= Girls & Sports =

American comic strip

Girls & Sports was an American comic strip written and illustrated by Justin Borus and Andrew Feinstein. It was created in 1997 and published in various college newspapers until 2004 when Borus and Feinstein began self-syndicating the strip. It was picked up for distributed by Creators Syndicate at the beginning of 2006, and was discontinued in 2011.

==History==
Borus and Feinstein created Girls & Sports in 1997 while studying abroad in Denmark. The strips were based on their own dating experiences. When they returned to the United States, they began publishing their comic in their college newspapers. After college, Borus and Feinstein began marketing the comic to mainstream newspapers, which became the most widely syndicated independent comic strip in the country. From January 2010 to March 2011 the strip appeared on ESPN's Page 2. In May 2011, the strip was discontinued with brief mention by one of websites that featured the comic. The last daily strip appeared April 30, 2011 and the last Sunday strip appeared May 8.

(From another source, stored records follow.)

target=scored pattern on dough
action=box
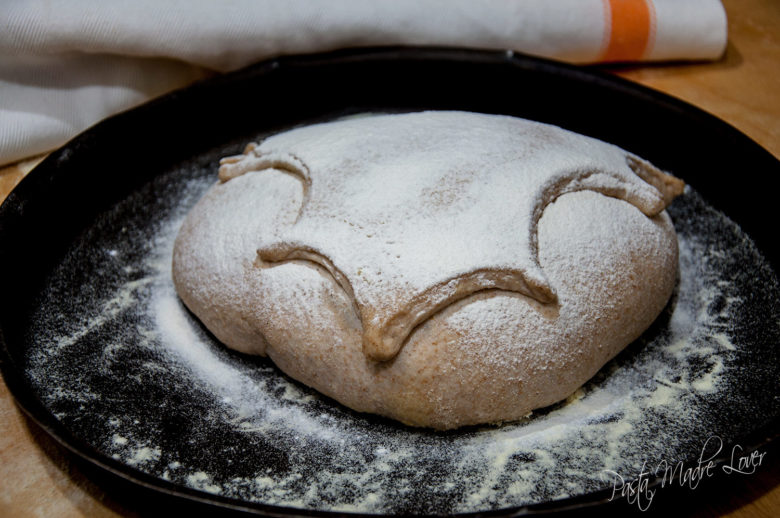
[220,143,311,222]
[216,112,683,362]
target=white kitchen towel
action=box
[0,0,727,166]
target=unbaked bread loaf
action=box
[172,111,683,429]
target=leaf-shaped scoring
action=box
[219,113,683,362]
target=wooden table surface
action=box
[1,0,778,516]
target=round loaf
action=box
[172,111,682,429]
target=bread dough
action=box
[172,111,683,429]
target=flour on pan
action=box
[24,155,779,514]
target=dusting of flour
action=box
[213,112,679,361]
[24,141,780,515]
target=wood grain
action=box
[610,0,780,161]
[0,0,777,515]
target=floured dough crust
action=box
[172,111,683,429]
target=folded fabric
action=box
[0,0,727,166]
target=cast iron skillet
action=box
[0,48,778,516]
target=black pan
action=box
[1,48,778,516]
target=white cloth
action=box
[0,0,727,166]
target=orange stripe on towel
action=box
[602,0,654,62]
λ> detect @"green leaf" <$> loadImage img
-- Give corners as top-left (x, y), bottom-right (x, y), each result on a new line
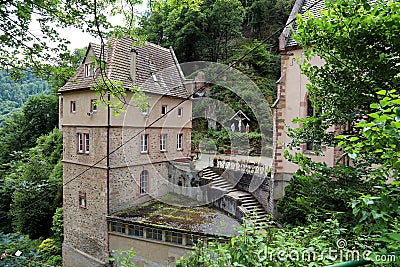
top-left (376, 90), bottom-right (387, 95)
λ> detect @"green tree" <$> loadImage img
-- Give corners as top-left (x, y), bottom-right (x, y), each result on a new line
top-left (9, 129), bottom-right (62, 239)
top-left (288, 0), bottom-right (400, 149)
top-left (140, 0), bottom-right (245, 62)
top-left (20, 94), bottom-right (59, 148)
top-left (278, 0), bottom-right (400, 262)
top-left (51, 207), bottom-right (64, 244)
top-left (0, 70), bottom-right (50, 124)
top-left (0, 0), bottom-right (142, 75)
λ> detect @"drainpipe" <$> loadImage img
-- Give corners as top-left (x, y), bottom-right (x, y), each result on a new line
top-left (106, 93), bottom-right (111, 266)
top-left (107, 92), bottom-right (111, 215)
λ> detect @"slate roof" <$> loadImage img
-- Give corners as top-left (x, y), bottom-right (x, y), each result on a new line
top-left (279, 0), bottom-right (326, 50)
top-left (60, 37), bottom-right (189, 99)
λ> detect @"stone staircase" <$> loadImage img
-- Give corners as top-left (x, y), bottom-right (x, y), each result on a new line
top-left (202, 167), bottom-right (271, 229)
top-left (203, 167), bottom-right (235, 191)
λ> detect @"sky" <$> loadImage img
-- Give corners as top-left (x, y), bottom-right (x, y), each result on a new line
top-left (30, 1), bottom-right (149, 52)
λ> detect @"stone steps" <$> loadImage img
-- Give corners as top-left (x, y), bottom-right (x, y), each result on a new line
top-left (202, 167), bottom-right (272, 229)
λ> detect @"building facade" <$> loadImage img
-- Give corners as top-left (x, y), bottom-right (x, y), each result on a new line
top-left (59, 37), bottom-right (193, 266)
top-left (272, 0), bottom-right (341, 201)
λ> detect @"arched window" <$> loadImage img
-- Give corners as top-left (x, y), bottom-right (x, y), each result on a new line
top-left (140, 170), bottom-right (149, 194)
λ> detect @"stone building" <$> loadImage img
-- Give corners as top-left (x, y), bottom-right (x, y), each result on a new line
top-left (59, 37), bottom-right (196, 266)
top-left (59, 36), bottom-right (275, 266)
top-left (272, 0), bottom-right (341, 201)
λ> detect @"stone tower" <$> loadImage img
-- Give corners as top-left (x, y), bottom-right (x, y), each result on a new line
top-left (59, 37), bottom-right (192, 266)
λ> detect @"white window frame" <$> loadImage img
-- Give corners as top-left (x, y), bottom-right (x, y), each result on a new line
top-left (161, 105), bottom-right (167, 115)
top-left (140, 134), bottom-right (149, 153)
top-left (71, 101), bottom-right (76, 113)
top-left (160, 134), bottom-right (167, 152)
top-left (84, 133), bottom-right (90, 153)
top-left (151, 73), bottom-right (158, 82)
top-left (140, 170), bottom-right (149, 194)
top-left (178, 107), bottom-right (183, 117)
top-left (78, 133), bottom-right (83, 153)
top-left (177, 133), bottom-right (183, 151)
top-left (85, 63), bottom-right (94, 77)
top-left (78, 133), bottom-right (90, 154)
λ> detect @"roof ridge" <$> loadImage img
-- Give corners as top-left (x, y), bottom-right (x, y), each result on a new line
top-left (145, 41), bottom-right (170, 52)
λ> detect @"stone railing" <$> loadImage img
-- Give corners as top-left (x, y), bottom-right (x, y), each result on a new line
top-left (211, 157), bottom-right (271, 176)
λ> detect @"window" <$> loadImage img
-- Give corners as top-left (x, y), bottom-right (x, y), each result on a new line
top-left (177, 133), bottom-right (183, 150)
top-left (146, 228), bottom-right (162, 241)
top-left (151, 73), bottom-right (158, 82)
top-left (140, 170), bottom-right (148, 194)
top-left (70, 101), bottom-right (76, 113)
top-left (166, 231), bottom-right (183, 245)
top-left (128, 225), bottom-right (144, 237)
top-left (77, 133), bottom-right (90, 153)
top-left (140, 134), bottom-right (149, 153)
top-left (161, 105), bottom-right (167, 115)
top-left (186, 235), bottom-right (201, 246)
top-left (84, 133), bottom-right (90, 153)
top-left (90, 99), bottom-right (97, 112)
top-left (178, 107), bottom-right (183, 117)
top-left (85, 63), bottom-right (94, 77)
top-left (160, 134), bottom-right (167, 151)
top-left (78, 133), bottom-right (83, 153)
top-left (79, 191), bottom-right (86, 208)
top-left (111, 222), bottom-right (126, 234)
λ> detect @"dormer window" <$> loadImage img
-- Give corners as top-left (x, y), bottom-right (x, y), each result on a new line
top-left (178, 108), bottom-right (183, 117)
top-left (70, 101), bottom-right (76, 113)
top-left (85, 63), bottom-right (94, 77)
top-left (161, 105), bottom-right (167, 115)
top-left (152, 73), bottom-right (158, 82)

In the summer of 2008, Girls & Sports appeared as a series of animated short cartoons on Fox Sports Net's late night talk show The Best Damn Sports Show Period.

==Characters==
Girls & Sports deals with the dating lives of two men, Bradley and Marshall. Bradley is dating Joann but is not against going to the bar and hitting on other women, though he remains loyal to Joann (as far as she knows). Marshall is the perpetual single guy who listens to Bradley's advice even when it is against his better judgment. Joann thinks Marshall is a bad influence on Bradley.

==Book==
Opening Lines, Pinky Probes and L-Bombs: The Girls & Sports Dating and Relationship Playbook, ISBN 1-59580-015-8, published October 28, 2006, is a comic anthology on the events and circumstances that confront singles in their everyday lives, including dating, the bar scene, sports, working out, parties, and vacations in the style of the Girls & Sports strips. It offers advice via charts, graphs, and text boxes.

==Reception==
Comics historian R. C. Harvey described Girls & Sports as a "male chauvinist enterprise" with artwork that "hurts [his] eyes", but noted that Feinstein is "a dedicated cartoonist, whose vaulting ambition is matched by his tireless endeavor to do better (...) despite his awful artwork."